À ce stade, il n’y a pas d’erreur dans la marchandise! La Yaris GR est en effet équipée d’un bloc 3 cylindres 1.6l (ah, j’ai un petit pincement au cœur, mais attendez la suite) offrant une puissance de… de ? 261 casquette. Oui, 261 ch dans une Yaris de 1280 kg, de quoi présager des performances intéressantes ! Aussi parce que Toyota nous gâte car en plus de ce petit bloc aux grandes ambitions, la Yaris GR dispose d’une transmission intégrale permanente.
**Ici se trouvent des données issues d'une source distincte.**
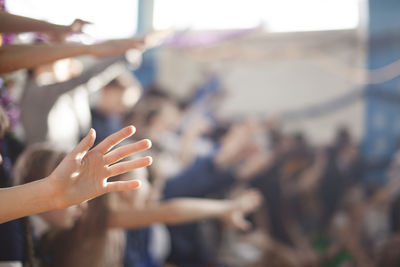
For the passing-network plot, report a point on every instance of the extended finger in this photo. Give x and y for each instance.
(127, 166)
(122, 185)
(85, 144)
(124, 151)
(114, 139)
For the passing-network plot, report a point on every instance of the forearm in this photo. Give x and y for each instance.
(10, 23)
(27, 199)
(14, 57)
(175, 211)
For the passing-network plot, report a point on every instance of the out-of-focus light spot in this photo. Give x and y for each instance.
(111, 19)
(275, 15)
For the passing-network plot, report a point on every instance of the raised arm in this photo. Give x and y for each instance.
(182, 210)
(15, 57)
(10, 23)
(82, 175)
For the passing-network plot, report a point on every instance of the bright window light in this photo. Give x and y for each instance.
(274, 15)
(111, 19)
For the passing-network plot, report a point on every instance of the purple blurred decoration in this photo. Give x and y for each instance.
(8, 105)
(6, 38)
(191, 39)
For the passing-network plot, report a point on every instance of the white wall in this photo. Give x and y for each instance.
(275, 73)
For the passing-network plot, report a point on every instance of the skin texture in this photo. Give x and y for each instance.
(82, 175)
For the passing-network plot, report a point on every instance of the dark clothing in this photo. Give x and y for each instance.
(137, 252)
(188, 247)
(12, 241)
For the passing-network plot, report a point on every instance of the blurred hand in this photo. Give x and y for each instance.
(77, 26)
(243, 204)
(155, 38)
(83, 173)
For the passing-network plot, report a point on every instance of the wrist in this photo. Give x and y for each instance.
(54, 192)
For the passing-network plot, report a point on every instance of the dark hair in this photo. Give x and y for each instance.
(4, 122)
(389, 255)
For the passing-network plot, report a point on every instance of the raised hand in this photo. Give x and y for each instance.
(243, 204)
(83, 173)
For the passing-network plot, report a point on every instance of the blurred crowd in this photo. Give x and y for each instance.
(232, 192)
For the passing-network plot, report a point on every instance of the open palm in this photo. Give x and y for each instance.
(83, 173)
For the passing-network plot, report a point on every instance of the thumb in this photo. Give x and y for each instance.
(86, 143)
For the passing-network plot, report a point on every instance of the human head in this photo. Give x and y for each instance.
(37, 162)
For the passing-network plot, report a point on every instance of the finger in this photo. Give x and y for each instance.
(124, 151)
(114, 139)
(242, 224)
(85, 144)
(127, 166)
(122, 185)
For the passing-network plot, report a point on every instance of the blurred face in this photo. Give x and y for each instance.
(64, 218)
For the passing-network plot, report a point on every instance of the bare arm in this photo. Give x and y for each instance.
(10, 23)
(80, 176)
(15, 57)
(182, 210)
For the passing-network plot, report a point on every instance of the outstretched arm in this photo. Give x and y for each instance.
(15, 57)
(82, 175)
(182, 210)
(10, 23)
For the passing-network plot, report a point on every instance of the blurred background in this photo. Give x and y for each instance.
(298, 99)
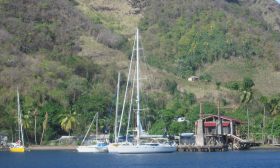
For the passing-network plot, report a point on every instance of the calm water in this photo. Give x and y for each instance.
(68, 159)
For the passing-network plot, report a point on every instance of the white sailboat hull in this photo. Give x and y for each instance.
(142, 148)
(93, 149)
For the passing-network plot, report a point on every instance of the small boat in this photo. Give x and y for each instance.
(98, 146)
(138, 146)
(19, 145)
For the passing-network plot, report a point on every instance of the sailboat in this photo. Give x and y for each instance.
(19, 145)
(138, 146)
(98, 146)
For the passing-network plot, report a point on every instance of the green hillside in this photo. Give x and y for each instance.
(64, 56)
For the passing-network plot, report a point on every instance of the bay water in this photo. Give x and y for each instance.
(72, 159)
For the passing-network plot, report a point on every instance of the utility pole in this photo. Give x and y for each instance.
(263, 126)
(248, 129)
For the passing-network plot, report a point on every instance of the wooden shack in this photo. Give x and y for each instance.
(211, 125)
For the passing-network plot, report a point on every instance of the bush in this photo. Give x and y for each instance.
(205, 77)
(233, 85)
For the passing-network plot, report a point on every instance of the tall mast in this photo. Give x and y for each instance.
(20, 120)
(127, 85)
(137, 86)
(117, 107)
(96, 133)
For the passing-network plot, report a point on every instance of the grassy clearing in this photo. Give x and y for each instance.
(100, 53)
(114, 14)
(267, 81)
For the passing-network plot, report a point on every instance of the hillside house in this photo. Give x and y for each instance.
(193, 78)
(229, 125)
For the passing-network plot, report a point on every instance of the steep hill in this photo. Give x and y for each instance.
(64, 56)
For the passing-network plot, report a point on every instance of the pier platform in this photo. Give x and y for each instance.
(191, 148)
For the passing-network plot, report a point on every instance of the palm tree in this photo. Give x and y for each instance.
(45, 124)
(35, 114)
(68, 122)
(26, 122)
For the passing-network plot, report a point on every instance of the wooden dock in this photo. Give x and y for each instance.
(192, 148)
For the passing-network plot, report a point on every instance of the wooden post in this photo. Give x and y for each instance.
(263, 126)
(248, 129)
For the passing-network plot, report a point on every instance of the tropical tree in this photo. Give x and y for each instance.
(68, 121)
(247, 91)
(45, 124)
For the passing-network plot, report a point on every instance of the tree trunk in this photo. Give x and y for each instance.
(42, 136)
(35, 130)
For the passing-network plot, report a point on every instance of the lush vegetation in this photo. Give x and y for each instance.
(61, 90)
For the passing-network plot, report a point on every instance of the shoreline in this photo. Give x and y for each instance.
(52, 148)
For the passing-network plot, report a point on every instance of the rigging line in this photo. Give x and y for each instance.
(130, 106)
(89, 128)
(149, 71)
(126, 88)
(117, 108)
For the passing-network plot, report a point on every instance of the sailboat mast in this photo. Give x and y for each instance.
(96, 133)
(117, 107)
(20, 120)
(137, 87)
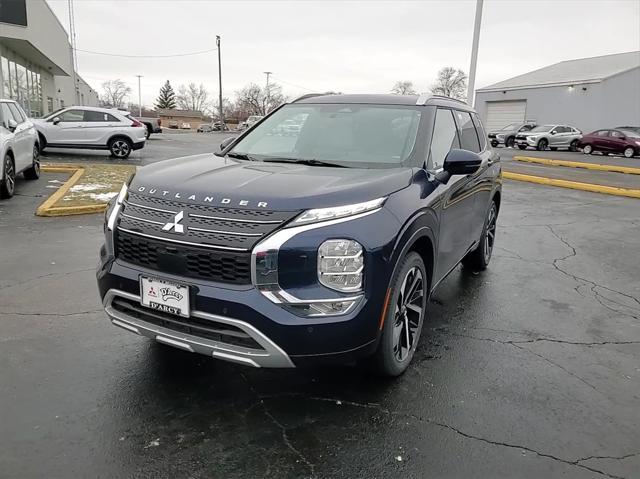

La voiture WRC n’est décidément pas loin !

Cette transmission appelée GR Four (Four pour « 4 » en anglais, hein, pas pour n’importe quel appareil électroménager) dispose de 3 modes faisant varier la répartition du couple entre les trains avant et arrière entre 60/40, 50/50 et 30/70%, de quoi affirmer plus ou moins le caractère du joueur de la machine.

Ajoutez à cela une boîte de vitesses manuelle à 6 rapports ainsi qu’un torsen avant et arrière DGL (disponible en version Track) et vous obtenez une combinaison parfaite pour planifier de petites balades sportives sur de belles routes de montagne. Et ça tombe bien, puisque nous avons eu l’occasion de tester tout ce beau monde jusqu’au col de Turini, haut lieu du rallye et de la tarte aux myrtilles. Nous y reviendrons plus tard.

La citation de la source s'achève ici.